In one of the major amendments to the Finance Bill 2023, passed on Friday, the tax impact on REITs and InvITs was softened with only a portion of such distributions being taxed in the hands of investors.
Budget proposal
On February 1, the Budget had proposed taxing such distributions in their entirety, at the marginal tax rates in the hands of unitholders. REITs and InvITs make distributions to their unit-holders in the form of interest, dividends, and rental all of which are pass-throughs and are taxed in the hands of unit-holders. A fourth way through return of capital were neither taxed in the hands of the trusts nor the unit-holders.
Under the amended laws only a portion of such distributions or a ‘specified sum’ will be taxed. The specified sum is arrived at after taking out the cost of acquisition from the distributed amount.
If a REIT or InvIT had an issue price of ₹100 and in 2024, the amount distributed (as capital repayment) was ₹20, there will be no tax on this since it is lower than the issue price. If in future the trust’s cumulative distribution becomes ₹110, then ₹10 is taxed in the hands of the unitholder. If in the subsequent year the amount increases to ₹130, then tax will be on ₹20, since tax has already been paid on ₹10 in the previous year.
Tax treatment
Embassy Office Parks REIT, which pays out about 40 per cent of its distribution in the form of repayment of capital, said the modification in tax impact would sustain the attractiveness of REITs as an asset class. “We welcome the recent announcement clarifying the tax treatment for the amortisation of SPV debt component,” said Vikaash Khdloya CEO, Embassy REIT.
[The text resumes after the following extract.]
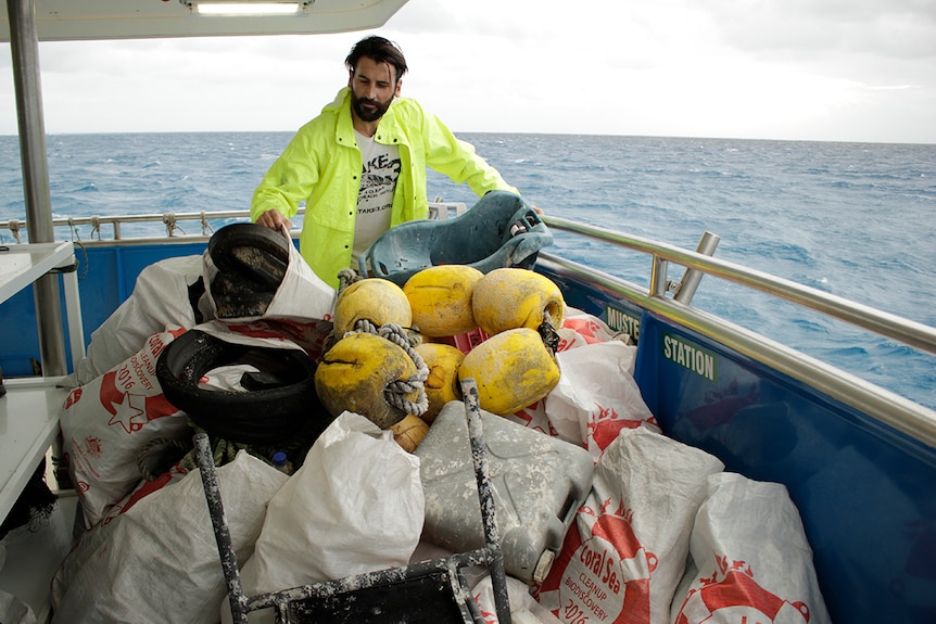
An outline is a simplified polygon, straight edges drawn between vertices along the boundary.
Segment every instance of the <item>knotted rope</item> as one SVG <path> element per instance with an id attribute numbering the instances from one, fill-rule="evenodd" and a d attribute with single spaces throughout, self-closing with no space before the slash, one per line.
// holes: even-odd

Dinesh Kanabar, CEO, Dhruva Advisors, said that while the amendment of taxing only the upside over and above the cost of the units, where no redemption is involved, was welcome the industry’s expectations that it would be treated as long-term capital gains and not other income had not found favour. He said the sector had made multiple representations on this.
A similar view was echoed by Harsh Shah, CEO, IndiGrid. “In-sync with the spirit of the distribution methodology, the adjustment of capital repayment’ component of the distribution per unit against cost of acquisition will help in bringing the much-needed clarity on taxability of distributions,” he said.
But, he added that alignment to the LTCG treatment for business trusts, concurrent with equity instruments, would have been better in increasing liquidity and mobilising greater capital in the Indian infrastructure sector.